The NRT unit, just acquired in whole by the New Jersey-based powerhouse, has double-digit national market share and its holdings include Coldwell Banker, Century 21 and ERA.

Cendant has also quickly gained market share in mortgages, relocation and timeshares.

Unlike other failed corporate forays into real estate, Cendant’s effort is not an experiment.

Under way and right before the industry’s eyes is an unheard of consolidation play with very big stakes for a business that rarely changes in any big or meaningful way. And this consolidation is occurring just as real estate growth is on the cusp of propelling itself into another level of expansion as part of the U.S. economy. The biggest driver of real estate for the last 30 years — the boomer generation — is embarking on another home-buying binge. The generation that loves real estate has never been more prosperous and ready and able to gobble up more land, resorts, condos and big houses. Cendant sits at the apex of this phase of another boomer pig-out.

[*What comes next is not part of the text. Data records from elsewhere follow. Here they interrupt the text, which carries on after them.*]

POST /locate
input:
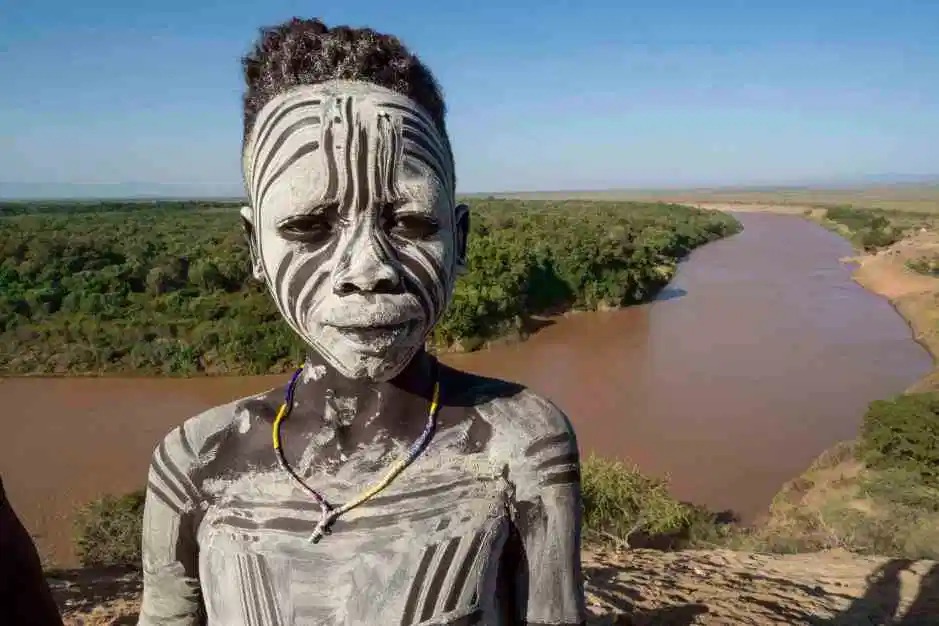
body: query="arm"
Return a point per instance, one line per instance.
(24, 595)
(171, 591)
(545, 548)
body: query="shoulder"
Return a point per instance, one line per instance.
(522, 420)
(197, 440)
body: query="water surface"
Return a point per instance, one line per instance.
(761, 354)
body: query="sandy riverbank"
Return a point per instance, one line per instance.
(915, 296)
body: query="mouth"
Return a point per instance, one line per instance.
(375, 338)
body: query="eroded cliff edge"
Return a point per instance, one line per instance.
(670, 588)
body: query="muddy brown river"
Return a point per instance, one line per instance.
(761, 354)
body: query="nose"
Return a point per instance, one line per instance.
(367, 270)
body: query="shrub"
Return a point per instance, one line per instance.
(108, 531)
(928, 266)
(624, 506)
(903, 433)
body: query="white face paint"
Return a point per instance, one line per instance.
(353, 219)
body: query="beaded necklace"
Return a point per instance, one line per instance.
(328, 512)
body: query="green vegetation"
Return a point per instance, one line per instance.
(868, 228)
(624, 507)
(621, 507)
(108, 531)
(903, 434)
(872, 229)
(928, 266)
(163, 288)
(878, 495)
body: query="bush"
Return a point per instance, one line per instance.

How has Cendant succeeded?

The nation landed on the moon with brains, passion and money. The New Jersey-based real estate giant seems to have all three and is opportunistic as well. The company entered the business in the middle 1990s just as year after year of record home sales were set in motion. Silverman is a crafty financial dealmaker, who rarely trips up on his own schemes — his merger with CUC being an exception. That deal flopped when it was discovered that the Connecticut-based direct marketing firm was cooking its books. Credit also must go to the stoic and gentlemanly Cendant CEO Richard Smith, who has executed on Silverman’s vision with a quiet but forceful acumen and has brought in a raft of top-notch marketing, Wall Street and real estate executives.

Unlike other companies that had dreams of consolidating the real estate industry, Cendant is a rather lean operation without corporate silos or too much bureaucratic second-guessing and with a culture of smart entrepreneurs. The next shoe to drop in this business story could be some dramatic changes in how real estate is sold in the United States. Smith supposedly is a fan of giving brokers more control over the wieldy business; therefore, scenarios might include such radical moves as turning commissioned salespeople into employees.

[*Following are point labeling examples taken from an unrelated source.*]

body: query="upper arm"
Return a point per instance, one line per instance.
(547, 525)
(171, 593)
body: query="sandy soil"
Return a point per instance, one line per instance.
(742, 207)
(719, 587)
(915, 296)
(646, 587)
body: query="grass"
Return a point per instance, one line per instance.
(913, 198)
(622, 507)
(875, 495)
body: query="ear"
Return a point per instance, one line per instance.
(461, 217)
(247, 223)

The commissioned sales model was invented because historically brokers were not capitalized to weather the down cycles in real estate. With this model, there’s no payroll when times get tough.

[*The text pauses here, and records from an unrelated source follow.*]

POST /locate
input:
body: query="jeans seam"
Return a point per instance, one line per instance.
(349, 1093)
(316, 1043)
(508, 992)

Cendant is capitalized to weather those cycles, and the boomer boom over the next two decades could help make navigating the downturns less treacherous.

The impact of consolidation on other industries is a mixed bag. Efficiencies can and should occur and pricing can either be more competitive or less so, depending on whether other major players enter the industry and existing strong ones live up to their potential.

RE/MAX cannot be ignored. Dave Liniger, like Silverman, epitomizes real estate triumph. The second largest brokerage, Iowa-based HomeServices.com is a well capitalized and Warren Buffet-connected contender that seems ready to dare Cendant. Another up and comer, though much smaller, is Texas-based Keller Williams. And Prudential and GM are still in the game, but have seemed reluctant to make the big moves Cendant has made.

Cendant has already brought innovation to the industry and more is certain to come. And expect some other big surprises from this fast-moving East Coast firm; Silverman’s real estate sculpture is just starting to take shape.